Hive on MR3 on Kubernetes quickly recovers from DAGAppMaster failures by virtue of its use of ReplicationController for creating DAGAppMaster Pods. When a DAGAppMaster Pod is killed or its liveness probe reports a failure, Kubernetes automatically creates a new DAGAppMaster Pod in replacement of the old Pod. (In earlier versions, MR3 itself is responsible for detecting the failure of the DAGAppMaster Pod and requesting a new DAGAppMaster Pod, thus making the recovery process rather slow.) Below we describe the behavior of Hive on MR3 on Kubernetes when 1) a DAGAppMaster Pod is killed; 2) a Beeline connection is killed.

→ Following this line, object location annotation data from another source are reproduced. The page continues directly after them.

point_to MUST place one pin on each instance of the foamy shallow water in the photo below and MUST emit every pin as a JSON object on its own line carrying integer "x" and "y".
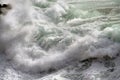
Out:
{"x": 80, "y": 29}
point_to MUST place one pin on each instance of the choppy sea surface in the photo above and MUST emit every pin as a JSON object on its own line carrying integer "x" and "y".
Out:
{"x": 60, "y": 40}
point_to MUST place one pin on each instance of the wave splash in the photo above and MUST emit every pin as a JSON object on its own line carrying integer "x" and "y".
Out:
{"x": 42, "y": 35}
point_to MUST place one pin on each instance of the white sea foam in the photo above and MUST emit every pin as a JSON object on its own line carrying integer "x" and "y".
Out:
{"x": 56, "y": 45}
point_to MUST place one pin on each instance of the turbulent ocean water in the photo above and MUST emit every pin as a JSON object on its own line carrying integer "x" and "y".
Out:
{"x": 60, "y": 40}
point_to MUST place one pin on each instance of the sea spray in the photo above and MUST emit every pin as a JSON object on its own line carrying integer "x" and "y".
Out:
{"x": 20, "y": 27}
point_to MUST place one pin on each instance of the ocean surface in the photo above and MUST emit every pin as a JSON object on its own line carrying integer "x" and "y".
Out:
{"x": 60, "y": 40}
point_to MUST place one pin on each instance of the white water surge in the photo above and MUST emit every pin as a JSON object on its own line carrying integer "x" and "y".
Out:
{"x": 43, "y": 35}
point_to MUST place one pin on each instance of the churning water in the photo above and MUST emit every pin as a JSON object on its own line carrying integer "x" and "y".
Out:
{"x": 43, "y": 35}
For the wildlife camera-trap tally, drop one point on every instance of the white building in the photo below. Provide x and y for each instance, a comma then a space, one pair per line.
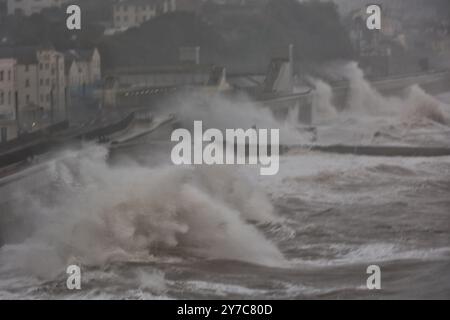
8, 128
132, 13
39, 87
83, 70
29, 7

When a DAGAppMaster Pod is killed

When a DAGAppMaster Pod is killed, the following sequence takes place:

  • Kubernetes immediately creates a new DAGAppMaster Pod.
  • For an active query, Beeline keeps receiving RUNNING with no further progress until the new DAGAppMaster Pod goes live.
  • Eventually the query restarts, and Beeline also continues to run normally.

Internally the new DAGAppMaster Pod recovers all DAGs created by active queries. Thus the user does not have to submit the same query again.

When a Beeline connection is killed

If a Beeline connection is killed (e.g., with command kill -9), Hive on MR3 removes its corresponding session from HiveServer2 and kills any running DAG inside the DAGAppMaster.